# Preparing Amazon Swords for Planting



## Amie (Sep 15, 2010)

I have some Amazon Swords on the way via snail mail. Last time I ordered from the company the leaves came just chopped off about an inch from the center or bulb or whatever of the Sword and I planted them that way and was told that I should have done something different with the leaves first so I'm wondering what should I do? So, please some advice on how to remove or trim the leaves properly before planting thanks


----------



## NeonShark666 (Dec 13, 2010)

I have recieved plants in the mail before and the shipper has never damaged the plants. I have always recieved them in great conditiion. I have ordered plants from FishersandSmithAquatics.com and azgardens.com. As far as the plants you recieved in the mail, if they are viable, just plant them and they should do fine.


----------



## susankat (Nov 15, 2008)

When you remove leaves from a sword, you just remove the bad ones. Cut them all the way to the bottom of the stem. If you leave to much stem energy will be spent trying to grow that stem and it don't work.


----------



## Amie (Sep 15, 2010)

How will I know which ones are bad? Or should I cut all the ones that have been hacked off before shipping anyway?

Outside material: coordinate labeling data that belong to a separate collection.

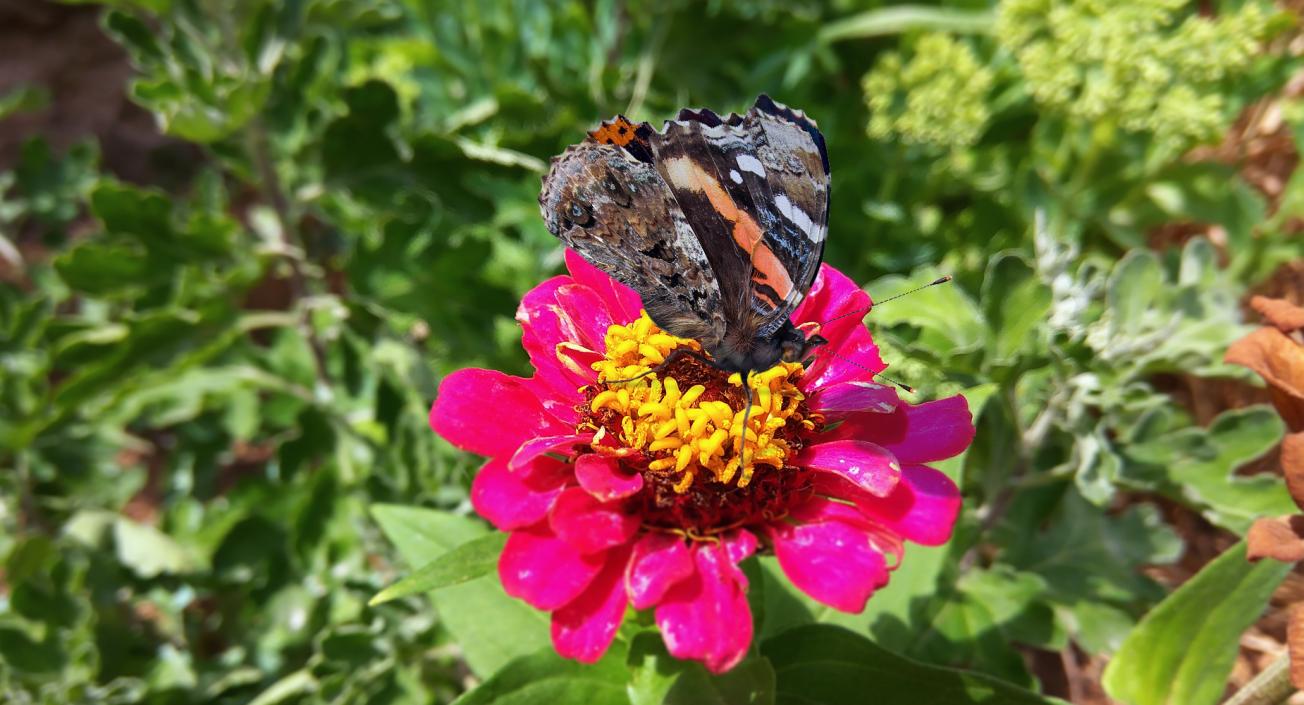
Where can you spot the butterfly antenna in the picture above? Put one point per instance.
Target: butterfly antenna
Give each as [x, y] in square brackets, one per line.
[876, 375]
[861, 313]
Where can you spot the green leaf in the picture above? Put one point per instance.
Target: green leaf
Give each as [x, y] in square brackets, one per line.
[1015, 302]
[656, 678]
[287, 690]
[747, 683]
[828, 665]
[490, 627]
[903, 18]
[1115, 546]
[544, 676]
[1184, 649]
[949, 321]
[149, 551]
[1133, 292]
[470, 561]
[1199, 467]
[103, 269]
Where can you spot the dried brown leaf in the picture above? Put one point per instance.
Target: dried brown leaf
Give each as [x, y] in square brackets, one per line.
[1295, 643]
[1281, 362]
[1292, 465]
[1279, 538]
[1287, 317]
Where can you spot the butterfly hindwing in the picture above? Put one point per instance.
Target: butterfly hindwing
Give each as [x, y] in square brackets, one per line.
[719, 223]
[614, 211]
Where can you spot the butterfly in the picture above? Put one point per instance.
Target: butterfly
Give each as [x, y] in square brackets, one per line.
[719, 223]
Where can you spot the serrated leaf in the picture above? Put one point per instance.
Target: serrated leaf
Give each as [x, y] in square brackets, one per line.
[1115, 546]
[149, 551]
[1199, 467]
[903, 18]
[949, 321]
[543, 676]
[1184, 649]
[656, 678]
[831, 666]
[490, 627]
[470, 561]
[1015, 304]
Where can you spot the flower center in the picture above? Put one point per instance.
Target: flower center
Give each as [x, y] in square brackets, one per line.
[681, 426]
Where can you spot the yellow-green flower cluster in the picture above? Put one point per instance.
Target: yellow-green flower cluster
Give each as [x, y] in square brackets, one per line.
[1150, 65]
[938, 97]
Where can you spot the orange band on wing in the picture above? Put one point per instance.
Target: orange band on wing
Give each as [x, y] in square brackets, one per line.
[618, 132]
[746, 233]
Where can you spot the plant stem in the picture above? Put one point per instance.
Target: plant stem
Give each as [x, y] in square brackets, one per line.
[1270, 687]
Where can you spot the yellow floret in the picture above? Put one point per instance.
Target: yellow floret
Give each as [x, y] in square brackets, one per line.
[693, 433]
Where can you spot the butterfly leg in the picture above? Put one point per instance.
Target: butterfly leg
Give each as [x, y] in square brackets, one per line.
[742, 433]
[670, 359]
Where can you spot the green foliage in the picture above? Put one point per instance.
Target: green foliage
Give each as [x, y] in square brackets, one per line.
[936, 98]
[1184, 648]
[1152, 67]
[214, 385]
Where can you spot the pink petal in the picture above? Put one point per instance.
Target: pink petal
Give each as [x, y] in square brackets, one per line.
[517, 499]
[837, 400]
[831, 557]
[852, 357]
[584, 628]
[839, 305]
[588, 313]
[604, 477]
[545, 571]
[706, 617]
[738, 545]
[922, 507]
[490, 413]
[536, 447]
[543, 329]
[591, 525]
[622, 301]
[833, 295]
[869, 467]
[922, 433]
[659, 563]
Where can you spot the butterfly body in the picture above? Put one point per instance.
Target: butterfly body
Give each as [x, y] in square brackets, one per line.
[717, 223]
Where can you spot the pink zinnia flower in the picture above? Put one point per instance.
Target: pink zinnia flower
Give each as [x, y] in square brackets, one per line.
[631, 494]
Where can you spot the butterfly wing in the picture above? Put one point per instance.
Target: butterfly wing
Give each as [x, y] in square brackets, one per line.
[755, 190]
[605, 200]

Maybe a pic can help me out: 

That is how the Swords arrived last time. If they look like that again should I just remove all the leaves right down to the stem or leave a few of them??


----------



## susankat (Nov 15, 2008)

When you buy swords they should never look like that, those look more like how people trim vals for shipping. I would have sent them back and go somewhere else to purchase my plants.


----------



## jrman83 (Jul 9, 2010)

I remember those. Hope you didn't get them from the same place. I usually just peel my leaves off. They sort of come off like peeling an onion. I also trim the roots a little and leave no more than an inch attached to the plant. Just make it easier to plant. You might get some root tabs and place underneath them to boost also.


----------



## Amie (Sep 15, 2010)

I did order them from the same place actually, well sort of. All the ones I ordered the first time have died and I contacted the company and told them and they are resending them to me free of charge. Should I peel all the leaves back or just a few of them??


----------



## jrman83 (Jul 9, 2010)

I wouldn't remove a leaf unless it is dead.


----------



## susankat (Nov 15, 2008)

If they send them to you in the same condition, I would send them back and demand my money back. Your just going to run into the same problem.


----------



## Amie (Sep 15, 2010)

You sure there's not going to be any way to save them as is? It was awhile ago that I won them. i was lucky they sent them out to me again fro free.


----------



## susankat (Nov 15, 2008)

You can try, but will be hard to keep them going. Put fert tab under each plant when you plant them, might help.


----------



## Amie (Sep 15, 2010)

thanks! I'll give it a try. i think the last shipment had some additional problems too. i think a few of the swords started to rot and then killed the others. all 9 were in the same baggie so i asked them this time to put them in different baggies. the java ferns and red rubin that came in the same order recovered fine.


----------